The next day we're off, Varadero to Cienfuegos. First passengers, from a roadside crowd of 15 or 20: a mother-and-child duo, the mother skinny and snaggle-toothed, the baby perfect and in pink, 11 months old, little black shoes, shiny; they're headed home. We roll with them past horse-drawn wagons and slow, lanky cows. Egrets skim over the road, perpendicular. Air warm, sky overcast. The car screams.

They get out near Jovellanos, and we never get their names. In Jovellanos, a medium-size adobe town of narrow streets, we get lost, quickly and irrevocably. At a street corner, there appears beside us a man on a bicycle. He knows where to go, he says--just follow him. We rumble behind him and his bike at 15 m.p.h., the streets full of onlookers watching our parade--left turn, right, left, left, right, left, 10 minutes and there we are, back on the main road. He points ahead, toward the on-ramp. Aha.

We pull up next to him. He is sweating profusely and grinning. We slip him $5--for many, we're told, that's almost a month's salary--because we are wealthy and glamorous Americans and we appreciate his help. So easy to change the quality, the very direction, of Cubans' lives! It seems possible that, between our ride sharing and tip giving, we can single-handedly redress whatever harm has been done. Oh, if only!

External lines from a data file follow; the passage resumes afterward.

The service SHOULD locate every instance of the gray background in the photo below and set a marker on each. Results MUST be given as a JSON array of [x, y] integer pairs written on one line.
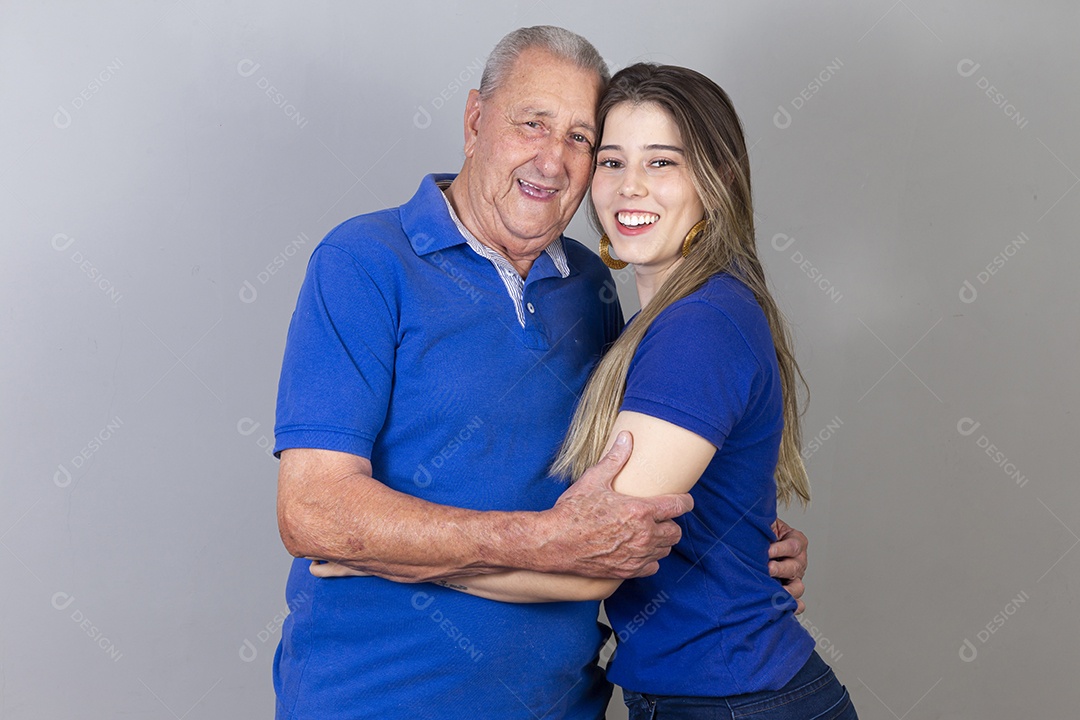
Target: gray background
[[158, 207]]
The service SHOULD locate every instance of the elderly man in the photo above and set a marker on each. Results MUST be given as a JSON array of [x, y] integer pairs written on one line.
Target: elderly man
[[432, 366]]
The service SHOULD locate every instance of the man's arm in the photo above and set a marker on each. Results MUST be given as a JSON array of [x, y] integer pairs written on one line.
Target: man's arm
[[331, 507], [666, 459]]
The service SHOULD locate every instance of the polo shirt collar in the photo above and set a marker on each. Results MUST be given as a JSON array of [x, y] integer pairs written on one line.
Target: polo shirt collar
[[424, 218], [428, 219]]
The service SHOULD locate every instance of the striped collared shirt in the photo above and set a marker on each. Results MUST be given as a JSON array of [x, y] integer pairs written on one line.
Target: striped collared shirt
[[511, 279]]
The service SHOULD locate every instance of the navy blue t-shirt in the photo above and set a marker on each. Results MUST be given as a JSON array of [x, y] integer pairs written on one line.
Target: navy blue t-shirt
[[406, 349], [711, 621]]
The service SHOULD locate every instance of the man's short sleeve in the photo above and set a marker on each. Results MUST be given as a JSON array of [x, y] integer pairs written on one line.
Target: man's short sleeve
[[339, 358], [694, 369]]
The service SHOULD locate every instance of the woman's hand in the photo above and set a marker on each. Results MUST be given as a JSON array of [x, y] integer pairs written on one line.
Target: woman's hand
[[329, 569], [788, 560]]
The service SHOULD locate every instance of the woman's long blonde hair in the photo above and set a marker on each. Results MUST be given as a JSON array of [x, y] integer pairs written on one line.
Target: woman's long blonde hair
[[716, 154]]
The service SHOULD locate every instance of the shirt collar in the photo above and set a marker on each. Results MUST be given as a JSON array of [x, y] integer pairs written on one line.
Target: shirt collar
[[448, 230]]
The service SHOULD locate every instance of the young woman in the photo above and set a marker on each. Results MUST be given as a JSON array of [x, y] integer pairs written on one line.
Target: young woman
[[704, 379]]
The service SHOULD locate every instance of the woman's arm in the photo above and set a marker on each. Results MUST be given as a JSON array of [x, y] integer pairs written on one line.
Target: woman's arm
[[665, 459]]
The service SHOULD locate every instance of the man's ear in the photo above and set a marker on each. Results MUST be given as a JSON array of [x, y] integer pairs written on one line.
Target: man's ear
[[472, 121]]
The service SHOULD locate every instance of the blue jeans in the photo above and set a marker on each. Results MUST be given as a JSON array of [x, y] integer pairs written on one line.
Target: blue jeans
[[813, 694]]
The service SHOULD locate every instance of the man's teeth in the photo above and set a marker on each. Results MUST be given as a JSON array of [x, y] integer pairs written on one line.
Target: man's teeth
[[535, 189], [634, 219]]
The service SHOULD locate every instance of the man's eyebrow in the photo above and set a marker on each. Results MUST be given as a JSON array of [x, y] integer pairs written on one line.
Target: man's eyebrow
[[670, 148], [537, 112]]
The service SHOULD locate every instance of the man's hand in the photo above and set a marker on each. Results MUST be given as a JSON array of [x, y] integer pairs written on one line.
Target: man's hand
[[787, 560], [597, 532]]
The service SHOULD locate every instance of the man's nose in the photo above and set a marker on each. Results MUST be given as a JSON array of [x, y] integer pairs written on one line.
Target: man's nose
[[550, 158]]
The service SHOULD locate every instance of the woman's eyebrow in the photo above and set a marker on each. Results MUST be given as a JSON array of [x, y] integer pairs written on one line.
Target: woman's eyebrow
[[671, 148]]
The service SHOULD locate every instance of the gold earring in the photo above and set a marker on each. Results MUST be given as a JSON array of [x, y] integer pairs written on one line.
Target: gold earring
[[606, 255], [692, 235]]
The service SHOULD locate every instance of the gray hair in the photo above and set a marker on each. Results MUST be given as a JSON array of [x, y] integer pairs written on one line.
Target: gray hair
[[557, 41]]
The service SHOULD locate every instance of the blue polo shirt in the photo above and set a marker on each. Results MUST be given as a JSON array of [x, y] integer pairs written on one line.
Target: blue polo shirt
[[405, 348], [712, 622]]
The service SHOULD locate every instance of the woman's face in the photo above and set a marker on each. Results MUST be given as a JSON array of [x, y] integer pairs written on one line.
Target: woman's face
[[642, 188]]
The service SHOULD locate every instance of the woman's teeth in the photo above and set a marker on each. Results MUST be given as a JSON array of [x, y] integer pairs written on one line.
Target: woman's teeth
[[635, 219]]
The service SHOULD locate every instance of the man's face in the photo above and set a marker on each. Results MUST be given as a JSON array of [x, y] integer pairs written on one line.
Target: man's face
[[528, 152]]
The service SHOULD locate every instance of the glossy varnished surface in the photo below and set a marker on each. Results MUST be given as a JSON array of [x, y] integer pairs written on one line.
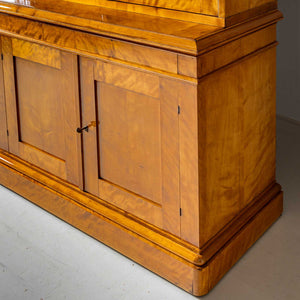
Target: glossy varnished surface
[[177, 166], [184, 36]]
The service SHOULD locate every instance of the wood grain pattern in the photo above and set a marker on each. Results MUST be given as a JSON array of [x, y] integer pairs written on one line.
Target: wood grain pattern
[[36, 53], [176, 167], [43, 112], [137, 141], [3, 126], [232, 136], [171, 262], [189, 162], [129, 141], [233, 7], [208, 7], [129, 79], [206, 17], [236, 49]]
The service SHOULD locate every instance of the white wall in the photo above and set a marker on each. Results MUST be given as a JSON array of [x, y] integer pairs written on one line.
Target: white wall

Just outside Jovellanos there's Estelle, chatty, about 35, and her 10-year-old Javier, who jump in at a dusty corner. Estelle sighs and laughs as she gets in and says hello. Had they been waiting long? Yes, yes, she says, they'd been waiting an hour and a half. They're going to a town called Australia, 20 minutes away. "Why is there a town in Cuba called Australia?" we ask. Estelle doesn't know. She turns to Javier. Javier has no idea. She shrugs and smiles.